Die Diagnostik stellt ein regelrechtes Detektivspiel dar, da die Misshandlung meist zu Hause stattfindet und das andere Elternteil, meist der Vater, von der Diagnose überzeugt wird. Daher ist die sicherste Methode die Installierung einer Videokamera im Patientenzimmer, mit der die Täterinnen vor Ort überführt werden können. Dabei sollte die Täterin jedoch nicht auf die Tat angesprochen werden, sondern das Kind erstmal aus der Obhut der Mutter entfernt werden um dann weiteres Vorgehen zu starten.

6 Therapie

Obschon die Diagnose eines Münchhausen-by-proxy-Syndroms als äußerst schwierig einzuordnen ist, birgt die Therapie noch größere Hürden. Nach dem Verdacht des Arztes ohne hinreichenden videographischen Beweis, sollte eine stabile Arzt-Patienten-Beziehung zur Mutter das vorderste Ziel sein. Auf keinen Fall wird geraten, sofort zu denunzieren, da sonst eine rasche Beendigung der Beziehung befürchtet werden muss. Die Symptome sollten ohne Erwähnung des Betrugs thematisiert werden, für den eigentlichen Patienten, die Mutter, sollte sowohl Verständnis als auch Zeit und Geduld aufgebracht werden, um die Gründe der Taten nachvollziehen zu können. Dabei gilt in erster Linie natürlich auch der Schutz des Kindes, eventuell mittels Sorgerechtsentzug, wobei dabei das Phänomen des Multiple-Child-Münchhausen-by-proxy-Syndroms zu erwarten ist, indem die Mütter die Misshandlungen bei ihren anderen Kindern fortführt.

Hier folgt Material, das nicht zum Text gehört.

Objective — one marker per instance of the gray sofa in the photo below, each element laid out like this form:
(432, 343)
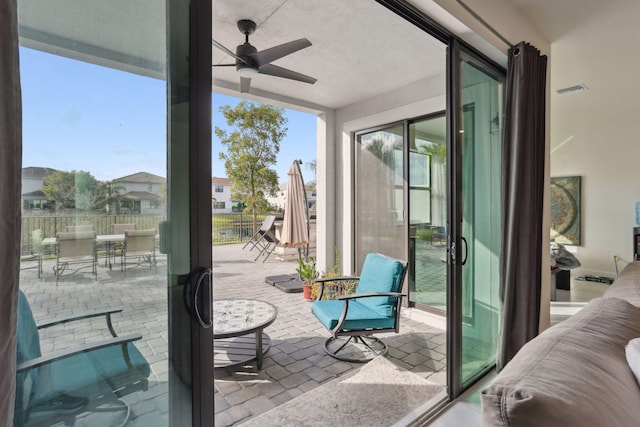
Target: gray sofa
(576, 372)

Mit einem Übergleiten in eine stationär-ambulante Intervalltherapie muss nach einer individuellen Therapie aus verhaltenstherapeutischen, psychoedukativen und/oder konfliktorientierten Elementen gesucht werden, da es für das Stellvertretersyndrom keine evidenzbasierte Therapie gibt. Jedoch haben für dieses sanfte Übergleiten nur circa ein Viertel der Betroffenen die dafür benötigten Voraussetzungen, dem Rest sollte durch eine psychiatrisch-psychotherapeutische Krisenintervention geholfen werden.

Die Prognose ist jedoch eher ungünstig, sowohl für die Genesung der Mütter, als auch für die des Kindes, das durch die Traumatisierungen körperliche und psychische Schädigungen erlitten hat, wodurch sich sein eigenes Sterberisiko erhöht und zum anderen durch die transgenerationale Weitergabe wieder Gefahren für die zukünftigen eigenen Kinder entwickeln.